Our Ego’s so fragile, and willing to play the victim to the other’s beliefs, because that is far easier to blame things on. When in truth, that if you at all knew yourself and your own values, you’d realize that nothing external is required. It would no longer matter, nor be required of others to exhibit specific behavior in order for you to maintain your ability to manage.

This is what’s wrong. This is the trauma we are cosigning to. To be so reliant on others fleeting opinions, that we need to argue, or “prove” our superiority to others, so that we give ourselves some sort of evidence of our own value.

The hard truth is:

You do not need to minimize others to prove your value.

If you require others attitudes and behavior to regulate your own personal emotional well being, then you need to work first on yourself, instead of focusing on changing those around you.

Resilience and decency when used together, is what inspires people the most. Falling apart and retaliating is the typical response of those who do not understand themselves or the world.

So often other’s need to see the example before they would ever decide to follow suit. Call upon yourself to exhibit calm decency in your own behavior first, before you ever expect it out of others. Be the model of what you believe to be right, without tripping over even small bouts of taking revenge over what you view as another’s wrong. In the end, who you choose to be, and the values you hold, are your own responsibility.

It is devaluing of yourself, to rely on expectations of others to keep you in a solid state.

Why we dance..

I would rather that my presence brought about my friends own desire to dance out of joy and ease, than that my presence forces my friend to dance about out of fear and discomfort.

It is one thing to offer support to someone who is working through something. Its another thing to force someone to “support” you through constant appeasement and affirming of their current views. The latter describes too many people these days.

Be cautious that the things you “require” from people isn’t actually you forcing a one sided relationship on them, forcing them to not be able to be honest, or have their own differing views around you, just because it could hurt your feelings.

It crosses the line of respect, when you require yes men, rather than a real connection with someone and their differences.

To make someone have to work to be around you, rather than just allowing them to enjoy being with you as you are beyond the nonsense and you making them jump through hoops to pretend that superficial things matter all because your ego is in your drivers seat, is honestly you requiring submissive behavior, and is in earnest disrespectful.

You know when….

You know when you go to counseling, and the therapist explains how you had done things a certain way in the past because it was how you coped, and how it made sense and actually worked for you at the time?
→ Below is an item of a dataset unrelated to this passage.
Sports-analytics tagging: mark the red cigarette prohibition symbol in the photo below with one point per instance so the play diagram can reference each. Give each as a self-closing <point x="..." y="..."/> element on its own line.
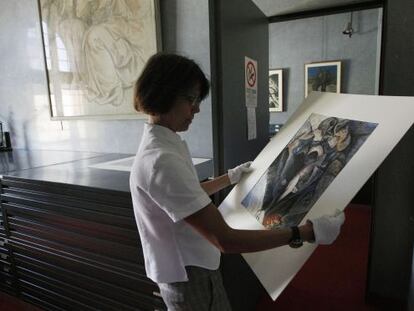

Then explains further how sometimes those practices become maladaptive once time has gone by, and you are no longer living in the same situation that you had created that coping strategy for.

Affirming how difficult it is for us to want to change something that “had worked” in the past, but that it would actually be healthy to do so, and to live in a way that is conducive to how things are now?…..

Yeah… America needs a good therapist.

Ask yourself…

Is it true?

Can I do something about it?

Can I accept it and do something despite its presence?

Realize that:
If you are able to lament about the past, or have anxiety about the future, it is evidence enough that your actual here and now is fine. It means that there is no tiger about to eat you, because if there was, you wouldn’t have time to think about either the past or the future.